In arriving at its decision on the issue of contributory negligence and apportionment of fault of the passenger, the Court opined:
89 Although I accept that Cst. Peck’s evidence was accurate as to her observations in the aftermath of the accident, I do not accept that, before this horrific accident (which split Mr. Ouh’s Audi in half), no signs of impairment would have been discernible. This again arises by necessary inference from the toxicological evidence, supported by the evidence of Dr. Rose. I also take into account the following factors, which may have masked signs of impairment Cst. Peck might otherwise have observed: the effect of the shock of the accident on Mr. Ouh; the facial injury he had suffered; the fact that English is his second language; and the fact that their interaction was outdoors. The toxicological experts were very clear that the blood alcohol level they found would give rise to signs of significant impairment in all but the most seasoned of hard drinkers who had developed very high tolerance levels. There was no evidence that Mr. Ouh was such a person.
90 But even if, as suggested by the plaintiffs, Mr. Ouh must be taken to have been a seasoned heavy drinker with a high tolerance to alcohol who would show few signs of impairment, I am satisfied on a balance of probabilities that he consumed a sufficient amount of alcohol in the presence of Song-Yi to make it unreasonable for her to drive with him.

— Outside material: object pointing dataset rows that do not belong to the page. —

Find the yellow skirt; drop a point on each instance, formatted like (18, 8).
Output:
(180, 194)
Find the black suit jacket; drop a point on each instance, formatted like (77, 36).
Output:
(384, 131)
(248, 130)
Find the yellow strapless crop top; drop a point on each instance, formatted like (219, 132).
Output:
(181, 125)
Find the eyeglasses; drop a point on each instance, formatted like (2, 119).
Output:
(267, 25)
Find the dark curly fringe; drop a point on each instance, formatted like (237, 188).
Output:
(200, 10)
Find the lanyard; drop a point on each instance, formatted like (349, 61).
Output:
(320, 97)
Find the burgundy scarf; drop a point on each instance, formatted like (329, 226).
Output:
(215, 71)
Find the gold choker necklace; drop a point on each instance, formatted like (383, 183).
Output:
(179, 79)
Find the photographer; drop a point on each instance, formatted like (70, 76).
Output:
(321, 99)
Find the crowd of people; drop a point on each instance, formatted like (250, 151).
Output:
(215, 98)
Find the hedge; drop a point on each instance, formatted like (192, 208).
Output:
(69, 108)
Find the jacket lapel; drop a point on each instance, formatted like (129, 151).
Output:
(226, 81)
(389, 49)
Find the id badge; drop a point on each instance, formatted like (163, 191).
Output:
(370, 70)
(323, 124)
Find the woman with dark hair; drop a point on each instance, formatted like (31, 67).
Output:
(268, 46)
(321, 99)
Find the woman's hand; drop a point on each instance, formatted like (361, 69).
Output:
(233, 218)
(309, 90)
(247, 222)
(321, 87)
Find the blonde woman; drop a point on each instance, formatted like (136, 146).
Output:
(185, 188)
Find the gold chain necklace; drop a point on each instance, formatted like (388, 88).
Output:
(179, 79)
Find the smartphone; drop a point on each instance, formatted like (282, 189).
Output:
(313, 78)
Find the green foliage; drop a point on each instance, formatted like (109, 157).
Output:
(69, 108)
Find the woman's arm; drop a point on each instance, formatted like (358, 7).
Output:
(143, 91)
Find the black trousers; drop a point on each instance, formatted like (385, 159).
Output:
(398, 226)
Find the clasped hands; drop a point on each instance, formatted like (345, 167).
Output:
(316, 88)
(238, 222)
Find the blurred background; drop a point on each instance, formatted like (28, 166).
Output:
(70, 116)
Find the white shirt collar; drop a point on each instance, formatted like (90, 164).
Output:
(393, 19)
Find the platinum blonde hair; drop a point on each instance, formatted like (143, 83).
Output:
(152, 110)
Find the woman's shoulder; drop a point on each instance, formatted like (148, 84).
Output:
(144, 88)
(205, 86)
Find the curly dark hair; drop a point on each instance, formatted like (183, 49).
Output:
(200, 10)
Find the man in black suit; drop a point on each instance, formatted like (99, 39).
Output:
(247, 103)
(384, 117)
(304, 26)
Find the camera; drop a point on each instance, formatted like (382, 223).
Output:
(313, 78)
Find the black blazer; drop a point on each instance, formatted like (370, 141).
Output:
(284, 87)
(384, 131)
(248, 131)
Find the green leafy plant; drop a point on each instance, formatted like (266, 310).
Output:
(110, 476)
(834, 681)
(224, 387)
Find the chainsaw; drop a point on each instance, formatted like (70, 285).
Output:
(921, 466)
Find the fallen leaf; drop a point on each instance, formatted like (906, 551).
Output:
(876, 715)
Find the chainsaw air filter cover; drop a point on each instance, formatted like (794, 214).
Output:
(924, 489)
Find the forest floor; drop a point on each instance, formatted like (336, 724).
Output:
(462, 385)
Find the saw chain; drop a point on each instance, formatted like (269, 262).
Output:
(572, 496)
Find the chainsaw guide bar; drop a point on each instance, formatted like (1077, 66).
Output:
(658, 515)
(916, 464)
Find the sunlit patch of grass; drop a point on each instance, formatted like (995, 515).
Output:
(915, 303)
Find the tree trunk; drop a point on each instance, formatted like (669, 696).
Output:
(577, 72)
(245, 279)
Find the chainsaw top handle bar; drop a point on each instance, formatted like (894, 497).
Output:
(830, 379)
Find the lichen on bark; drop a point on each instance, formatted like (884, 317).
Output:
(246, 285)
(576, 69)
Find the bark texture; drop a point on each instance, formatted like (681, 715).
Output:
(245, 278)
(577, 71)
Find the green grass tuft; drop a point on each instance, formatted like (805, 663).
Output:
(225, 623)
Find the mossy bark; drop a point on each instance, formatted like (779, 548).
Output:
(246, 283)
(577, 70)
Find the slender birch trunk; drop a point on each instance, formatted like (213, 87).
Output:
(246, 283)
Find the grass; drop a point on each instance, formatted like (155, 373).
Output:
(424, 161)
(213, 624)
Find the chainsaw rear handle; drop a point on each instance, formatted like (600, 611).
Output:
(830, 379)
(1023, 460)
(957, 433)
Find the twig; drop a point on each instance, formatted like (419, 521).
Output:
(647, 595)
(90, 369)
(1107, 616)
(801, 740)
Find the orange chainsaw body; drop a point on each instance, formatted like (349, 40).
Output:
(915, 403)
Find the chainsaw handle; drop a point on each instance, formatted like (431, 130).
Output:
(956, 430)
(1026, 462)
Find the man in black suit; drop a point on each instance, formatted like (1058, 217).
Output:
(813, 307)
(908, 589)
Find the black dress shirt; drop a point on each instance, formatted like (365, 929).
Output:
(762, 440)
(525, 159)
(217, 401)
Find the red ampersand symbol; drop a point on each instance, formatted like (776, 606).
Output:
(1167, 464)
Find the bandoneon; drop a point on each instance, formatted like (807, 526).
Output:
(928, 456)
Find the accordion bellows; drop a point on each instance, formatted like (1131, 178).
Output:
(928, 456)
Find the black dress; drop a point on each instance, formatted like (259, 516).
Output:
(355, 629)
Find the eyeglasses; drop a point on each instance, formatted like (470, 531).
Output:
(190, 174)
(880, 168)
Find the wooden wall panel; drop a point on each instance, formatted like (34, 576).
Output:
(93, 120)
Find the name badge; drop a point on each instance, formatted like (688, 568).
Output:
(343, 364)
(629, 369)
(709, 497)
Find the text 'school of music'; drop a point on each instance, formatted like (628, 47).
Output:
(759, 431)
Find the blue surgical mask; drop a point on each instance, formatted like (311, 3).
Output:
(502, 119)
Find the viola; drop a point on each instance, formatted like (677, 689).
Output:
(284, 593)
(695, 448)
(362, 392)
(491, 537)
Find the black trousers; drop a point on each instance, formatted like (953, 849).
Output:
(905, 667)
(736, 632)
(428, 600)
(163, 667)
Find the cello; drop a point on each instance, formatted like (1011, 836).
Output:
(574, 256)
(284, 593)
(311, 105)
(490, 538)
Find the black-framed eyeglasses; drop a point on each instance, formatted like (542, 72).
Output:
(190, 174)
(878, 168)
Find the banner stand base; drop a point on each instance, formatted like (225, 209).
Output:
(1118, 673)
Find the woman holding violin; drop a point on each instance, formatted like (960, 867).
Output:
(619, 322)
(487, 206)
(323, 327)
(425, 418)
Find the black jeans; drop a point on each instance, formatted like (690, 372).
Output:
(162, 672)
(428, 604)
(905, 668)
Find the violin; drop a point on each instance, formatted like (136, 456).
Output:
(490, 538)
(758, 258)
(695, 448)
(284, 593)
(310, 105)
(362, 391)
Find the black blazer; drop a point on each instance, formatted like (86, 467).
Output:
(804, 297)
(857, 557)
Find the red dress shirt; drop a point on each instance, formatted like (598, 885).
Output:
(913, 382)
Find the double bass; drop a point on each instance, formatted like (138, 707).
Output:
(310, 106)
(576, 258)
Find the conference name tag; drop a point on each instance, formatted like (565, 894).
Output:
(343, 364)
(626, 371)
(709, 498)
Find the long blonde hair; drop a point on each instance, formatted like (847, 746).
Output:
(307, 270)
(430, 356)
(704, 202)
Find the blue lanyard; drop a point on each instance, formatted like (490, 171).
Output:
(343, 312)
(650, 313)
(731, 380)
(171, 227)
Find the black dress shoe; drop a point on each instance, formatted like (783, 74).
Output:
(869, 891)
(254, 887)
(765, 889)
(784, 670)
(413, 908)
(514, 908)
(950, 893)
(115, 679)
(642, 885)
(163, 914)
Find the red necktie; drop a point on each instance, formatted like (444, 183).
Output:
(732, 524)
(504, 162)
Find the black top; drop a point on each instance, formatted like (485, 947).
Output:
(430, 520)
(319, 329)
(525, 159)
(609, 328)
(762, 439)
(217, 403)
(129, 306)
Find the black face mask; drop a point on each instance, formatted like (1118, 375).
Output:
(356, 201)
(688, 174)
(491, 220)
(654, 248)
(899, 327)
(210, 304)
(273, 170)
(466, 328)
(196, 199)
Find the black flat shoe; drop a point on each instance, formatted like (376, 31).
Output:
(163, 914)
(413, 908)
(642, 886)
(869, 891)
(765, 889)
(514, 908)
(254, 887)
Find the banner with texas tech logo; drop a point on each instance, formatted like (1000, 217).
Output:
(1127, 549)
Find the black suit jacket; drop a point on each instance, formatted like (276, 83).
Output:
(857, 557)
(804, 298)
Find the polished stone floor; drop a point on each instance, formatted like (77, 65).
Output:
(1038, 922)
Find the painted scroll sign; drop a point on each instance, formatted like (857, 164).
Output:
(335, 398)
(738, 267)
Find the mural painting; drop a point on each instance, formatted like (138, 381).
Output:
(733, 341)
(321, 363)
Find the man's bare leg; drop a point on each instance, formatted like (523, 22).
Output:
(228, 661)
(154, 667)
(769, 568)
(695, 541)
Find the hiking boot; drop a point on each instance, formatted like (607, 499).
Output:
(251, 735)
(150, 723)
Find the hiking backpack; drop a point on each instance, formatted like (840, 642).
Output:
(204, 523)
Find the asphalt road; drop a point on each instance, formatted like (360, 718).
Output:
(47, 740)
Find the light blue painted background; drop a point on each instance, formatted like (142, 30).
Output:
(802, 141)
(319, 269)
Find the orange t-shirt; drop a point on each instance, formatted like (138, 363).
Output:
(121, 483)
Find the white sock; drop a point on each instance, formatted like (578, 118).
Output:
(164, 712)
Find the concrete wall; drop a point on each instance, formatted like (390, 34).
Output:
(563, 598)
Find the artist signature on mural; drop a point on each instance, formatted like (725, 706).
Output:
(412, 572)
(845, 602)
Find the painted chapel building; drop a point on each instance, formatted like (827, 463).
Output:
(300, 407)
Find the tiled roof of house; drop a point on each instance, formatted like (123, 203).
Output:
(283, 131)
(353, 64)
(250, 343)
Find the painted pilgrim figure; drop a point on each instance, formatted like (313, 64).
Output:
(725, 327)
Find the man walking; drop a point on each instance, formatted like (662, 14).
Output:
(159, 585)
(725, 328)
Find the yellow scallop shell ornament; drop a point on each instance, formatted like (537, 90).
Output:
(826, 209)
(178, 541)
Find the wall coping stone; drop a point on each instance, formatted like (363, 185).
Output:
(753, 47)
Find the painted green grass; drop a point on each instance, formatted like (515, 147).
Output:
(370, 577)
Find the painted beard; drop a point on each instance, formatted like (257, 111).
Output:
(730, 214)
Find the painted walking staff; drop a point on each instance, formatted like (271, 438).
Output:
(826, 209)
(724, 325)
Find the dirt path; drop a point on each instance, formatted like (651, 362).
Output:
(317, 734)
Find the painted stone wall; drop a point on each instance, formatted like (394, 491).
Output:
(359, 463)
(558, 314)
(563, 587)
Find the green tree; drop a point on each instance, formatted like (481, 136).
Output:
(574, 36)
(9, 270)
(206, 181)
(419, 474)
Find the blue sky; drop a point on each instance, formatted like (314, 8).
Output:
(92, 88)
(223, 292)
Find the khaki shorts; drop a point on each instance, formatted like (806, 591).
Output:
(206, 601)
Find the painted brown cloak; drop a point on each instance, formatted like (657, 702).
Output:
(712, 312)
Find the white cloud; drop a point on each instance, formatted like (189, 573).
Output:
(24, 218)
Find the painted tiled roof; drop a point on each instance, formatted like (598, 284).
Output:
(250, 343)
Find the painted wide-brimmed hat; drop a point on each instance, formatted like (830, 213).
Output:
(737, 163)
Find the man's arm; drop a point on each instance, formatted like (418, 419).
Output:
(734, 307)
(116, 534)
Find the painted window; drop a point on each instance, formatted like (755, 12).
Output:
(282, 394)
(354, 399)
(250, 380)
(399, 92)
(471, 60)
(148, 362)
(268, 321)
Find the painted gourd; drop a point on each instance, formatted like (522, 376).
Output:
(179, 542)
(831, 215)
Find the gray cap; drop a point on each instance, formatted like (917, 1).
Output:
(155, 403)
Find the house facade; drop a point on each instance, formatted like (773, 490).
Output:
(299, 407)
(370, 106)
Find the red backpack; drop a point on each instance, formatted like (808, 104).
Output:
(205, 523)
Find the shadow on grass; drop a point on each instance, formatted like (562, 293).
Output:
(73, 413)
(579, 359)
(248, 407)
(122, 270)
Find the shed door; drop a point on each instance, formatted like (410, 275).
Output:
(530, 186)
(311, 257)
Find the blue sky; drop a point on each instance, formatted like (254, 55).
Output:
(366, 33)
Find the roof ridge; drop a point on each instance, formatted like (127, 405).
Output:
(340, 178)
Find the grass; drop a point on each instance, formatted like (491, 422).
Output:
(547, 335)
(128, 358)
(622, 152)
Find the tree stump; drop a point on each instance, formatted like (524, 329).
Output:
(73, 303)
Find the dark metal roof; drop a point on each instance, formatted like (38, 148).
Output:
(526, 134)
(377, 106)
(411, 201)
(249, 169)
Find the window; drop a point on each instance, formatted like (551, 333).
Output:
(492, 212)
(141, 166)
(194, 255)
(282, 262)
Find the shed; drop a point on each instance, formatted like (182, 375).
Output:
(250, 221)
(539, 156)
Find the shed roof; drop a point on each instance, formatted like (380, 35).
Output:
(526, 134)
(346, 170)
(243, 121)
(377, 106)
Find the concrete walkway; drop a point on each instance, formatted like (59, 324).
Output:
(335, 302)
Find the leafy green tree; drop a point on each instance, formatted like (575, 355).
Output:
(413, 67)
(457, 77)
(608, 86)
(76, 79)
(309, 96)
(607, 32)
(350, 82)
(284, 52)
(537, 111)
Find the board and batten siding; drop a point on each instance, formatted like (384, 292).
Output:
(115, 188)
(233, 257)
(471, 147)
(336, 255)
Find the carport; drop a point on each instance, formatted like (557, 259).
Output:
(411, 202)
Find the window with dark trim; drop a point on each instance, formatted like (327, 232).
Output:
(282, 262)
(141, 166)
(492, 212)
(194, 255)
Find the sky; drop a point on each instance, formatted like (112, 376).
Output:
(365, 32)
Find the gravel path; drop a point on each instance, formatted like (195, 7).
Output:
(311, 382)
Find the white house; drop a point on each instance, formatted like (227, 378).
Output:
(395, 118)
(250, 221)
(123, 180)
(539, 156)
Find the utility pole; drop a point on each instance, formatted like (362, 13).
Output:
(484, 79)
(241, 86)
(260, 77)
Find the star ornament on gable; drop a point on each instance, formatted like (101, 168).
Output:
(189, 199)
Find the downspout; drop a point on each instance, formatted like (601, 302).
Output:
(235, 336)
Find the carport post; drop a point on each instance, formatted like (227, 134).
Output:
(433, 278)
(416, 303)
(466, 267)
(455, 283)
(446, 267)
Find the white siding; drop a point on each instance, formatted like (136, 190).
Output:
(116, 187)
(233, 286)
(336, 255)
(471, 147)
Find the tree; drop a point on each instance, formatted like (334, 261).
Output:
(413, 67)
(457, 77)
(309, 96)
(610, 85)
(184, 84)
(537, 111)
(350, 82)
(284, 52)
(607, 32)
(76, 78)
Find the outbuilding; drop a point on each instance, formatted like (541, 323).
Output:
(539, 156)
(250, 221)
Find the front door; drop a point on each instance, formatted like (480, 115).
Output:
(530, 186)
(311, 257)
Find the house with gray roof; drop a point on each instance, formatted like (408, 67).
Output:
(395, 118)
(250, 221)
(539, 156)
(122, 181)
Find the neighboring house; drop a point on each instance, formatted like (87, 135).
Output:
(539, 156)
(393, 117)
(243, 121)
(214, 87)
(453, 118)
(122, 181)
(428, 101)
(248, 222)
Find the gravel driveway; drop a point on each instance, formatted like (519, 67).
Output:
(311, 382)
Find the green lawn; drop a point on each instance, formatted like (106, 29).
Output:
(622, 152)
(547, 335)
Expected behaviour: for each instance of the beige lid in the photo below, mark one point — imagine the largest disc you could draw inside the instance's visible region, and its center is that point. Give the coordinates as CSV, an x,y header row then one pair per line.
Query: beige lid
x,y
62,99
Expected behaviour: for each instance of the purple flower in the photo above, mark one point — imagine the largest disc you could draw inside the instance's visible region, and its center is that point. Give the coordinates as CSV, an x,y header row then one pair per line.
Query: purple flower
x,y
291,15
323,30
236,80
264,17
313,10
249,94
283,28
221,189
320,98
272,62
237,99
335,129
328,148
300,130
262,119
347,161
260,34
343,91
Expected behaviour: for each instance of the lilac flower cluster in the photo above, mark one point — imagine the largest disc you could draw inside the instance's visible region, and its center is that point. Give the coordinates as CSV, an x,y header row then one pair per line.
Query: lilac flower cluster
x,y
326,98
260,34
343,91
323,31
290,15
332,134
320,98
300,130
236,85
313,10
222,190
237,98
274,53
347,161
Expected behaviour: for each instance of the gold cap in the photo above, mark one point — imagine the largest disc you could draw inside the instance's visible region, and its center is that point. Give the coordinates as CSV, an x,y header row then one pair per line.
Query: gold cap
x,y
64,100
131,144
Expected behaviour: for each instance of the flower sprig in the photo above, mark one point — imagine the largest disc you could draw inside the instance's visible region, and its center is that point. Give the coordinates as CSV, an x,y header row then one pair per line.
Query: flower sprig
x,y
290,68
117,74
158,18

101 As we have seen, Tyrwhitt-Drake J attributed 30% of the fault to the plaintiff passenger in Ridsdale. A like amount was attributed on a similar basis to the plaintiff passenger in Holton v. MacKinnon, 2005 BCSC 41 (B.C. S.C.). In Grewal, the plaintiff was found to have been 35% at fault. A assessment of contributory negligence to the degree of 50% was upheld in Pharness (Guardian ad litem of) v. Wallace, 1989 CarswellBC 1365 (B.C. C.A.), but there, the injured plaintiff’s negligence consisted of failing to wear a seatbelt as well as travelling with the defendant when he was impaired and his vehicle was defective.
102 In this case, taking into account the egregious fault of Mr. Ouh (smoking marijuana, consuming a great deal of alcohol and driving with extreme recklessness), I consider Song-Yi’s relative degree of fault to be considerably less, and I apportion fault 20% to her and 80% to Mr. Ouh.
Accordingly, the plaintiffs’ award was reduced by 20 per cent to take into account the contributory negligence on part of plaintiffs’ daughter, as result of her driving with defendant boyfriend after spending evening with him while he was drinking heavily.